Science breeds knowledge, opinion breeds ignorance
Messages
1,253
"Temporomandibular joint (TMJ) involvement in juvenile idiopathic arthritis (JIA) occurs in up to 80% of affected children. The purpose of this study was to investigate the presence of bacterial DNA in synovial fluid, and to compare this with clinical and immunological findings in children with JIA, adults with persistent JIA, and adults with rheumatoid arthritis, in order to detect whether bacteria contribute to inflammation in TMJ arthritis. Synovial fluid and skin swab samples were collected from 30 patients (54 TMJs). Bacterial detection was performed using 16S rRNA pyrosequencing. Bacterial DNA was detected in 31 TMJs (57%) in 19 patients (63%). A positive statistically significant correlation was registered between bacterial DNA detected in TMJ synovial fluid and the following factors: total protein concentration in synovial fluid, interleukin 1β, tumour necrosis factor alpha, adrenocorticotropic hormone, and adiponectin, as well as the duration of the general medical disease. Fourteen different bacterial species were detected in synovial fluid. Bacterial DNA in TMJ synovial fluid without contamination was detected in more than 50% of the patients. Studies are needed to evaluate the consequences of this bacterial DNA in synovial fluid with regard to TMJ arthritis."

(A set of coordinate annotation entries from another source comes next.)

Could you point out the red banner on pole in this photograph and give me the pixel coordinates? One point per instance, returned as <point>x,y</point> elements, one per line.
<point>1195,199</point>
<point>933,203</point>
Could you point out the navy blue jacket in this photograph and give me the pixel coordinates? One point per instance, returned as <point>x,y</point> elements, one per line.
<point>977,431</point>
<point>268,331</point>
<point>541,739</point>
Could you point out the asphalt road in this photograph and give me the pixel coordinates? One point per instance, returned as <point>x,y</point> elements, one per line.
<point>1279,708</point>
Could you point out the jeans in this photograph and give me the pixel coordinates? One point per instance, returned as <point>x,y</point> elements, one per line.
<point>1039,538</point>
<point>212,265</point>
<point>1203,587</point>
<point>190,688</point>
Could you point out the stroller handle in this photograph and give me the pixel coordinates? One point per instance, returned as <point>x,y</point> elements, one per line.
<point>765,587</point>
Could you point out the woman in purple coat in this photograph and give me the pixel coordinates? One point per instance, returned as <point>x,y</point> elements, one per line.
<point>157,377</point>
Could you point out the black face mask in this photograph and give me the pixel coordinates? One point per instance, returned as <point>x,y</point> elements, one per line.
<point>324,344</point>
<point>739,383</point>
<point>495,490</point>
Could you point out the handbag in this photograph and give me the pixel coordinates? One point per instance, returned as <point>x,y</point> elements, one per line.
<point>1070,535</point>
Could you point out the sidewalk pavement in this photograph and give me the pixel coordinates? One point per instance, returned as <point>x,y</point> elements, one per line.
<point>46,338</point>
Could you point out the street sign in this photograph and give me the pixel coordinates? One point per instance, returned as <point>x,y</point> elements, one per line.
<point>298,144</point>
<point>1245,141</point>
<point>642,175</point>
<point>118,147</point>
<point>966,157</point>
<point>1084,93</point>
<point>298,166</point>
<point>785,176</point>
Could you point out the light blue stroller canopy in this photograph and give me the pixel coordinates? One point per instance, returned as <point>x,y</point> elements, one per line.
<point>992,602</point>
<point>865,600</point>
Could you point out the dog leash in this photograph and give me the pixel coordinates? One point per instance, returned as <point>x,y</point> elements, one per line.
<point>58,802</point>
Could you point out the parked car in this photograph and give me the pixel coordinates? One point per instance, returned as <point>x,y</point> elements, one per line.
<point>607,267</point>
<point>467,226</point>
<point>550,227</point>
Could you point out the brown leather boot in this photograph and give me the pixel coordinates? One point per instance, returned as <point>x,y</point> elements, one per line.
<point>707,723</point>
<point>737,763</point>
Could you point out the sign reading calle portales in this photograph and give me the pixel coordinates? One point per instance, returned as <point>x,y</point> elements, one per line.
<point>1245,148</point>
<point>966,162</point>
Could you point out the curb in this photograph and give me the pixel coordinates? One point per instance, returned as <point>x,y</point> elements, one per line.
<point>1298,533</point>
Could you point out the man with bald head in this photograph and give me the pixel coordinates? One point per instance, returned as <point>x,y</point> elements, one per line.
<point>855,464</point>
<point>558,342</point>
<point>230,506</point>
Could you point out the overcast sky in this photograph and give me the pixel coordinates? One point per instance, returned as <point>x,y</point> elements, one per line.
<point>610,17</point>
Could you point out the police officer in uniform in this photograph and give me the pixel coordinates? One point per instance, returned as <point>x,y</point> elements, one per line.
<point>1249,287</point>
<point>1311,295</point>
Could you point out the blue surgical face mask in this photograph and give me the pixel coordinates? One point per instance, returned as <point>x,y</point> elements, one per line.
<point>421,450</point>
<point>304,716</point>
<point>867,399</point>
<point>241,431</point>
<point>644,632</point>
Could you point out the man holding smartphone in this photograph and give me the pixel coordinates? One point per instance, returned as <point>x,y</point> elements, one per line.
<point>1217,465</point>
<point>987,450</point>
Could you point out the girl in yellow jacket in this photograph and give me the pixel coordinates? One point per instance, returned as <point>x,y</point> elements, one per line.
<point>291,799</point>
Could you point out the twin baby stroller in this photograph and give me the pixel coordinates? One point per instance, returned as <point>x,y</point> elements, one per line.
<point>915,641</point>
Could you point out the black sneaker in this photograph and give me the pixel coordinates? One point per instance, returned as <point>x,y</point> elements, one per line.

http://www.ncbi.nlm.nih.gov/pubmed/26554824

What does this mean when it comes to rituximab-usage for this group @Jonathan Edwards ?
 

msf

Senior Member
Messages
3,650
Do JIAs get Ritux? I wasn´t aware that they did. I could be wrong, but JIA seems like a wastebasket diagnosis (hence the idiopathic) and probably includes a lot of patients with a non-classic presentation of ReA. Since bacteria have been detected in the sinovial joints of ReA patients, I´m not surprised by this new finding.
 

msf

Senior Member
Messages
3,650
It would have been nice to know what bacteria they found though. And also whether they found any in the RA group.
 

Jonathan Edwards

"Gibberish"
Messages
5,256
"Temporomandibular joint (TMJ) involvement in juvenile idiopathic arthritis (JIA) occurs in up to 80% of affected children. The purpose of this study was to investigate the presence of bacterial DNA in synovial fluid, and to compare this with clinical and immunological findings in children with JIA, adults with persistent JIA, and adults with rheumatoid arthritis, in order to detect whether bacteria contribute to inflammation in TMJ arthritis. Synovial fluid and skin swab samples were collected from 30 patients (54 TMJs). Bacterial detection was performed using 16S rRNA pyrosequencing. Bacterial DNA was detected in 31 TMJs (57%) in 19 patients (63%). A positive statistically significant correlation was registered between bacterial DNA detected in TMJ synovial fluid and the following factors: total protein concentration in synovial fluid, interleukin 1β, tumour necrosis factor alpha, adrenocorticotropic hormone, and adiponectin, as well as the duration of the general medical disease. Fourteen different bacterial species were detected in synovial fluid. Bacterial DNA in TMJ synovial fluid without contamination was detected in more than 50% of the patients. Studies are needed to evaluate the consequences of this bacterial DNA in synovial fluid with regard to TMJ arthritis."

http://www.ncbi.nlm.nih.gov/pubmed/26554824

What does this mean when it comes to rituximab-usage for this group @Jonathan Edwards ?

I doubt it means anything. We have known for decades that bacterial debris gets into blood and also into tissues in normal people. Schumacher should bacterial debris by EM in joints the 1970s. Synovial tissue has fenestrated capillaries so probably gets more junk in it than other tissues. But this is all debris as far as I know - tiny bits of stuff, not live organisms. Finding bacterial DNA in joint fluid would be pretty much expected I think if you use sensitive amplification.

JIA is not a wastebasket. It is an umbrella term for at least six well defined subcategories, some of which overlap and some of which do not. It has always seemed to me to be too imprecise either for clinical or scientific purposes - that I would agree. I think a weakness of this study is that it gives us no idea which categories were involved - at least in the abstract.